Nigerian Afro-soul singer and songwriter

Aramide is a Nigerian Afro-soul singer and songwriter. She won Best Vocal Performance (Female) for "Iwo Nikan" at the Headies 2015. She graduated with a political science degree from the University of Jos.

In 2019, Aramide was appointed by The Recording Academy to the board of governors for the Washington, D.C. chapter of the Academy.

==Life and career==

===Personal life===
Aramide is married and has a child. Her traditional marriage and white wedding were held on 18 April 2015 in her hometown, Ibadan.

==Music career and breakthrough single==
Aramide's music quest started in 2006, when she contested on ‘Star Quest’ one of Nigeria's most prestigious and competitive music talent hunt shows. Her band did very well in the competition as they were judged the 3rd Runners Up. In 2008, she was a part of a show called ‘Divas Unplugged’ in the famous city of Jos in Nigeria; the show had all the leading female artistes in the Nigerian music industry and her participation in this show was very challenging and rewarding, and her performance and involvement was very inspirational. On September 9, 2014 she got signed to Baseline Music after exiting from Trybe Records.

===Iwo Nikan===
On February 4, 2015 Aramide released her first single under Baseline Music, "Iwo Nikan", which ended up not just being a single but a breakthrough for her and the label Baseline Music. She won Best Vocal Performance for the same song "Iwo Nikan" at The Headies Award 2015.

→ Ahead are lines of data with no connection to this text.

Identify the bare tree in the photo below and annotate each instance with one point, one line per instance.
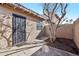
(51, 10)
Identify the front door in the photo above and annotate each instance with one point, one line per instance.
(18, 29)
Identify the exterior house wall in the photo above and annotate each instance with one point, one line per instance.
(65, 31)
(76, 32)
(6, 36)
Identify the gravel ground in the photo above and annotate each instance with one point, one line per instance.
(50, 51)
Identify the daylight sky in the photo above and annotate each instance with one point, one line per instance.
(72, 10)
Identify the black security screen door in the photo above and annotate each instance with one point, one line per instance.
(18, 29)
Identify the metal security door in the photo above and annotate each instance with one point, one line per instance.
(19, 29)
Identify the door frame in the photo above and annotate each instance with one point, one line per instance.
(14, 43)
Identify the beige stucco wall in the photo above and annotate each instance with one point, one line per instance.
(7, 35)
(65, 31)
(76, 32)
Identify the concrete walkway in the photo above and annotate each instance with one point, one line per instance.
(27, 49)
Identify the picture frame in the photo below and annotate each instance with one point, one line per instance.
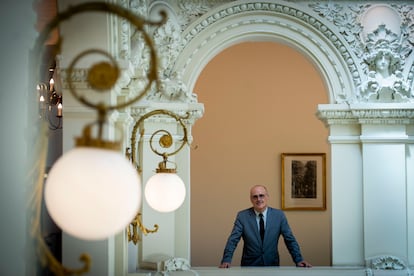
(303, 181)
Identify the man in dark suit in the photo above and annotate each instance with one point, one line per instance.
(261, 238)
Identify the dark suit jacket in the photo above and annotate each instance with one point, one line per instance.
(256, 253)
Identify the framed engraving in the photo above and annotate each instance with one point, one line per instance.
(303, 181)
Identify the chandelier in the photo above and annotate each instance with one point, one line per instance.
(50, 104)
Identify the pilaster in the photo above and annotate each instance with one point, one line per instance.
(371, 181)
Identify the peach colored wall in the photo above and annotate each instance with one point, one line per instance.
(260, 101)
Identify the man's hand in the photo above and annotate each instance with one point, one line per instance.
(303, 264)
(224, 265)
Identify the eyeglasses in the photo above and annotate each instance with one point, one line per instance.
(258, 196)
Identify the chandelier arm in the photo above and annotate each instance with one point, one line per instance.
(138, 125)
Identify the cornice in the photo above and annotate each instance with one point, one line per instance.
(375, 114)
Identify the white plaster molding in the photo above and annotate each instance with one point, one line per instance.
(376, 114)
(239, 21)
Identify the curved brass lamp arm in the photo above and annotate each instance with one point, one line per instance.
(136, 224)
(165, 141)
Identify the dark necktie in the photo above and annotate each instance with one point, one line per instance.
(261, 223)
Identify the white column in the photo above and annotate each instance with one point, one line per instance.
(347, 209)
(385, 193)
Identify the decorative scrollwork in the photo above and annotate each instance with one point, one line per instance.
(165, 140)
(136, 224)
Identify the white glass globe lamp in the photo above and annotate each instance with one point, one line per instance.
(92, 193)
(165, 191)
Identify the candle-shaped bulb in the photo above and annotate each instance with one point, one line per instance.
(52, 83)
(59, 113)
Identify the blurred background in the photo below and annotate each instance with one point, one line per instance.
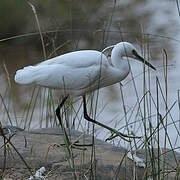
(69, 25)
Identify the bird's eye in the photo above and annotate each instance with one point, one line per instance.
(134, 52)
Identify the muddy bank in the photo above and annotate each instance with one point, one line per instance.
(45, 148)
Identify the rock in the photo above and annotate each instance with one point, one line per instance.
(45, 148)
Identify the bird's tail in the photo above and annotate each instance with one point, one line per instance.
(25, 75)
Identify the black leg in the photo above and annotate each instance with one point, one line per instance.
(58, 109)
(117, 133)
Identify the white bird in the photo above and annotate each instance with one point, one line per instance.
(77, 73)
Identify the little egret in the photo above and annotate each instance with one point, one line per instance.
(77, 73)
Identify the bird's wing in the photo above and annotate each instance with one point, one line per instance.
(78, 59)
(59, 76)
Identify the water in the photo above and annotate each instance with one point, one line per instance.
(131, 18)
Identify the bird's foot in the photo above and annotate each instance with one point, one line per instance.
(123, 136)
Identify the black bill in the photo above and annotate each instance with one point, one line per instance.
(142, 60)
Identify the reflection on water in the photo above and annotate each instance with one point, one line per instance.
(94, 25)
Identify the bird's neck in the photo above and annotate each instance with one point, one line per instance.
(120, 63)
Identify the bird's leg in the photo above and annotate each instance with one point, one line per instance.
(58, 110)
(113, 131)
(75, 144)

===Musical influence and genres===
Aramide's music is influenced by Erykah Badu, Miriam Makeba, Sade, and Angélique Kidjo. Aramide fuses soul and jazz with African music to depict her sound. She performs in Yoruba and English, and is known for her style, which she calls Afro-Soul.

===Suitcase===
Aramide's debut album Suitcase was released November 22, 2016. It features guest appearances from Sound Sultan, Ice Prince, Adekunle Gold, Koker and Sir Dauda. The album was produced by Cobhams, Laitan Dada, Sizzle Pro and Tintin.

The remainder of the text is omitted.